I heard a great line from a client the other day – “there’s no such thing as an over zealous brand manager”. Sweat the small stuff, and the big stuff. There is no doubt in my mind that our best work is not the result of presenting pearls to an easily pleased and appreciative audience. Rather the great stuff come from clients who challenge, ask for more and are far from easily pleased. It raises our game and results in more ambitious and bolder work. Nobody said it has to be a picnic.
As George Bernard Shaw had it: “The reasonable man adapts himself to the world: the unreasonable one persists in trying to adapt the world to himself. Therefore all progress depends on the unreasonable man.”
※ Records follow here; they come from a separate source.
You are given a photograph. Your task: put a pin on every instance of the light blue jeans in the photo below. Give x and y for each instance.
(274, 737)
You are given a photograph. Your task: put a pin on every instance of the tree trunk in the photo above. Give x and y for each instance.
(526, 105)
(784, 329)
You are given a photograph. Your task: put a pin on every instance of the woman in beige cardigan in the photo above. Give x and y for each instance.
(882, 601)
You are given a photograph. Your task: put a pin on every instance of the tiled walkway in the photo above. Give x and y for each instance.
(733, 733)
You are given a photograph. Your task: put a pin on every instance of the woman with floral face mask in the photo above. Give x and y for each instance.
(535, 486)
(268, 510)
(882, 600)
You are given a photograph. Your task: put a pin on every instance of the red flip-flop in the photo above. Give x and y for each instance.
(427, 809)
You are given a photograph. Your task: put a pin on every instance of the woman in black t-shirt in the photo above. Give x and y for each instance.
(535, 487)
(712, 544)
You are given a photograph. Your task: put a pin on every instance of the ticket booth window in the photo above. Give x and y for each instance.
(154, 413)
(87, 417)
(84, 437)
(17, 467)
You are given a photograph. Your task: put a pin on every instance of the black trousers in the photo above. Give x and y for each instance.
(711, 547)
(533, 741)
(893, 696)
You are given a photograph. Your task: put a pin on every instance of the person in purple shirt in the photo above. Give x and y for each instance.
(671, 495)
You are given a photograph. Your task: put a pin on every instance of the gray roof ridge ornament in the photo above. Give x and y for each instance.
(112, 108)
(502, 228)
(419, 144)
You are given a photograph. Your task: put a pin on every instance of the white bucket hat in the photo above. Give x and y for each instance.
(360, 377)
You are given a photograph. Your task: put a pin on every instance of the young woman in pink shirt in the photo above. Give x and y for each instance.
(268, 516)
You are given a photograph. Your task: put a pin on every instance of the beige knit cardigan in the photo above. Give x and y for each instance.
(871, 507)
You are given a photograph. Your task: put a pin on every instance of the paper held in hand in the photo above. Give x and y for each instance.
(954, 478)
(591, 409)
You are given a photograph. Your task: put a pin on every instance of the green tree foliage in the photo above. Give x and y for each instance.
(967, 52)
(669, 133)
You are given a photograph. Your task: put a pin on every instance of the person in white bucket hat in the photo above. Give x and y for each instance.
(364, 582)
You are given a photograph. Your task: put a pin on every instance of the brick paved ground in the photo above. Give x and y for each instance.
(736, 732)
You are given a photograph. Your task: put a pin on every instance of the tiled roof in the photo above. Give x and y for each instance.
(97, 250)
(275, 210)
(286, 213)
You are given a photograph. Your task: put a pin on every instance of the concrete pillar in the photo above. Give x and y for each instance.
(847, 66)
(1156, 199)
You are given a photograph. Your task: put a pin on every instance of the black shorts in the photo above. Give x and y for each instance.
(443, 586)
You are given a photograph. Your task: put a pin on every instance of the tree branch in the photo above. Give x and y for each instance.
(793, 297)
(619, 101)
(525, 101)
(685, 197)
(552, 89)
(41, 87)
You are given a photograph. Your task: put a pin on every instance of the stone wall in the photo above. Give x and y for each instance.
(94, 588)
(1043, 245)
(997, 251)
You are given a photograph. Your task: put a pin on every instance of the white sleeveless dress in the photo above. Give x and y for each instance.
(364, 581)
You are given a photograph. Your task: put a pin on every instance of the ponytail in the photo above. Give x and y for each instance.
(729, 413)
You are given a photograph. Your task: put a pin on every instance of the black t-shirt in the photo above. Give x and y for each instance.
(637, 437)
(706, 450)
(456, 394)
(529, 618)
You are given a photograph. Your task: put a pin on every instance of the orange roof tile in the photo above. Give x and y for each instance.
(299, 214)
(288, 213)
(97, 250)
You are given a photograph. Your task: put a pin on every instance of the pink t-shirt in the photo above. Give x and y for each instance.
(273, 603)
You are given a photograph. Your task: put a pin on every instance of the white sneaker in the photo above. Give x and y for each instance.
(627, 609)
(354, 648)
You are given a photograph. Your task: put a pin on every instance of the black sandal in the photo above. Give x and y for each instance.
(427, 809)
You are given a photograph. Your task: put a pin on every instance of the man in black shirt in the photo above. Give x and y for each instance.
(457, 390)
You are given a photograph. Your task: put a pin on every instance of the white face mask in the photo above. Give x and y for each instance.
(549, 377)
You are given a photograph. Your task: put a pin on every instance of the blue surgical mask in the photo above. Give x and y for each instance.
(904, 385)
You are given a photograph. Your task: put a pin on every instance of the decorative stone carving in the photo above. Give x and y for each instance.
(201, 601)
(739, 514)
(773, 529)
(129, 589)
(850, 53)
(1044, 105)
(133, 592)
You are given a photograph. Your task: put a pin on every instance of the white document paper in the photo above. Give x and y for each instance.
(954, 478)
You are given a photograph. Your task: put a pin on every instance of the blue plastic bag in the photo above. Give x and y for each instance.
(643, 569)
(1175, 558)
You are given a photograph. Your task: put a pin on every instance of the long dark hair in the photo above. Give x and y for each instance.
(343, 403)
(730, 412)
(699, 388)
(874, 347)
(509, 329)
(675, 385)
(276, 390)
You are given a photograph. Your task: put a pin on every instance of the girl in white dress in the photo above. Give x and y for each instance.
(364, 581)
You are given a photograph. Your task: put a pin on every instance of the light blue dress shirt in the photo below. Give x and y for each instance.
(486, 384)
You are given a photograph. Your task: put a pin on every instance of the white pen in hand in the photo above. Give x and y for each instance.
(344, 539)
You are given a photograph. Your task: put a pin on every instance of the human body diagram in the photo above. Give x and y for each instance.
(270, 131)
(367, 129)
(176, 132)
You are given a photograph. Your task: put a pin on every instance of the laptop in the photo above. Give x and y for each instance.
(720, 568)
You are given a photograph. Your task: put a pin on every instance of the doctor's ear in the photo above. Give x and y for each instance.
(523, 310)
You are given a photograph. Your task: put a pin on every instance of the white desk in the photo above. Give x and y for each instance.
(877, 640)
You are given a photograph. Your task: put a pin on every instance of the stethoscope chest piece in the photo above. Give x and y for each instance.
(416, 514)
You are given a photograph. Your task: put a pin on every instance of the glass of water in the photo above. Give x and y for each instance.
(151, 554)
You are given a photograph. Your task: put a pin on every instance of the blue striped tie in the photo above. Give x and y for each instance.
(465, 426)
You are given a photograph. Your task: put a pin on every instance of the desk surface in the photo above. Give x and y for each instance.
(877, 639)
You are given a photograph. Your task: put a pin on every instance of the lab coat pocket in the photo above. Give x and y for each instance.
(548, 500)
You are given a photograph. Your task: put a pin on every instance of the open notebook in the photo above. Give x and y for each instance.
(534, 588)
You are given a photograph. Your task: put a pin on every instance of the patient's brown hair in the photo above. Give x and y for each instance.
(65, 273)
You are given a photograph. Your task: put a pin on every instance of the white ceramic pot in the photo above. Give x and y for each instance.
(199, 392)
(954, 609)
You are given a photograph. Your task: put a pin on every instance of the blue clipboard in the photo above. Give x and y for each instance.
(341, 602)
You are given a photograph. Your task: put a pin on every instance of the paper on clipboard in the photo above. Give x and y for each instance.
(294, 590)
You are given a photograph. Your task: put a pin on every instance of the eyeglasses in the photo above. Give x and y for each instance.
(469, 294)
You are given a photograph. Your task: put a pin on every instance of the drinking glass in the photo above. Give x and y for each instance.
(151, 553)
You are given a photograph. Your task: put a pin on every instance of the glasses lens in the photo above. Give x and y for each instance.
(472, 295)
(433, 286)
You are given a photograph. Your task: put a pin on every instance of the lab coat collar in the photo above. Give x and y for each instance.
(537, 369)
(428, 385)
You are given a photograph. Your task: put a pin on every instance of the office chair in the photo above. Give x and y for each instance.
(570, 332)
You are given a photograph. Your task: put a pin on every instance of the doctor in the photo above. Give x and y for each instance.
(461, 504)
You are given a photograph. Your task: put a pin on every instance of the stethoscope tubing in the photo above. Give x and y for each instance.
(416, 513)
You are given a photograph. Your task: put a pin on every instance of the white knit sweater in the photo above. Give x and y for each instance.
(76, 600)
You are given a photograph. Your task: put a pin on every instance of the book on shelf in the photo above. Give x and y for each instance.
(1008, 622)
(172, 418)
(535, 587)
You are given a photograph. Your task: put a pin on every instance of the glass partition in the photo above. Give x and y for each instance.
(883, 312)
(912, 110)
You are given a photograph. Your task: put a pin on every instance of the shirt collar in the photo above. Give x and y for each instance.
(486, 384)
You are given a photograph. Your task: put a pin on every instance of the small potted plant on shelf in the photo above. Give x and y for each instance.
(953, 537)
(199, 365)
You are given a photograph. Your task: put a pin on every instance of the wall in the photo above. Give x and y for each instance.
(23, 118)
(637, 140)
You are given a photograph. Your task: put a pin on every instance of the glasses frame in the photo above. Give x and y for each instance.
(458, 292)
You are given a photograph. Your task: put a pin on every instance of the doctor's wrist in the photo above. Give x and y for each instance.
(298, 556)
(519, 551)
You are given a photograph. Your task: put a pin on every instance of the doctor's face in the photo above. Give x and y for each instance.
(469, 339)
This was, by all accounts, a philosophy that inspired the man who commissioned the Shard. The Property developer Irvine Sellar took the famous architect Renzo Piano to lunch. “According to Sellar, the architect spoke of his contempt for tall buildings during the meal, before flipping over the restaurant’s menu and sketching an iceberg-like sculpture emerging from the River Thames. He was inspired by the railway lines next to the site, the London spires depicted by the Venetian painter Canaletto, and the masts of bygone sailing ships” (source:Wiki). Now we have an audacious new piece of architecture. It had to be good to get permission for building at such a height. After an inquiry the government released a letter stating “Mr Prescott would only approve skyscrapers of exceptional design. For a building of this size to be acceptable, the quality of its design is critical. He is satisfied that the proposed tower is of the highest architectural quality.” Even if the Shard is not your cup of tea, it’s hard to deny the ambition or the results that being unreasonable can create.
I guess, to mangle an adage, shoot for the moon. That way you might at least get to slip free of the gravitational pull of expedience that holds back good, but not great work. Have an unreasonably great Friday.